ECLI:NL:RBDHA:2024:18358
Rechtbank Den Haag
- Eerste aanleg - enkelvoudig
- Rechtspraak.nl
Niet-ontvankelijkheid van het beroep tegen het uitblijven van een besluit op de asielaanvraag
In deze zaak heeft eiser op 5 september 2024 beroep ingesteld tegen het niet-tijdig beslissen op zijn asielaanvraag, die op 14 december 2023 was ingediend. De rechtbank heeft op basis van artikel 8:54, eerste lid, van de Algemene wet bestuursrecht (Awb) uitspraak gedaan zonder zitting. De wettelijke beslistermijn voor de asielaanvraag van eiser eindigde oorspronkelijk op 14 juni 2024, maar door de inwerkingtreding van de wijziging van de Vreemdelingencirculaire (WBV 2023/3) is deze termijn verlengd met negen maanden, waardoor de nieuwe einddatum op 14 maart 2025 ligt. De rechtbank heeft eerder geoordeeld dat deze verlenging rechtsgeldig is, en ziet geen reden om van dit oordeel af te wijken in deze zaak.

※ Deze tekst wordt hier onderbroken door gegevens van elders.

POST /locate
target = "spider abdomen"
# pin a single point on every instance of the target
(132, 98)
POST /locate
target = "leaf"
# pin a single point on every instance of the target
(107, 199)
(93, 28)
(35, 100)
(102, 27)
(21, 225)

Eiser had op 12 augustus 2024 een ingebrekestelling ingediend, maar de rechtbank oordeelt dat deze te vroeg is ingediend, aangezien de beslistermijn op dat moment nog niet was verstreken. Hierdoor is het beroep van eiser tegen het uitblijven van een besluit op zijn asielaanvraag kennelijk niet-ontvankelijk verklaard. De rechtbank heeft geen aanleiding gezien voor een proceskostenveroordeling. De uitspraak is gedaan op 7 november 2024 door rechter M.L. Weerkamp, in aanwezigheid van griffier A.S.J.I. Hendrickx, en is openbaar gemaakt via geanonimiseerde publicatie op de website van de rechtspraak.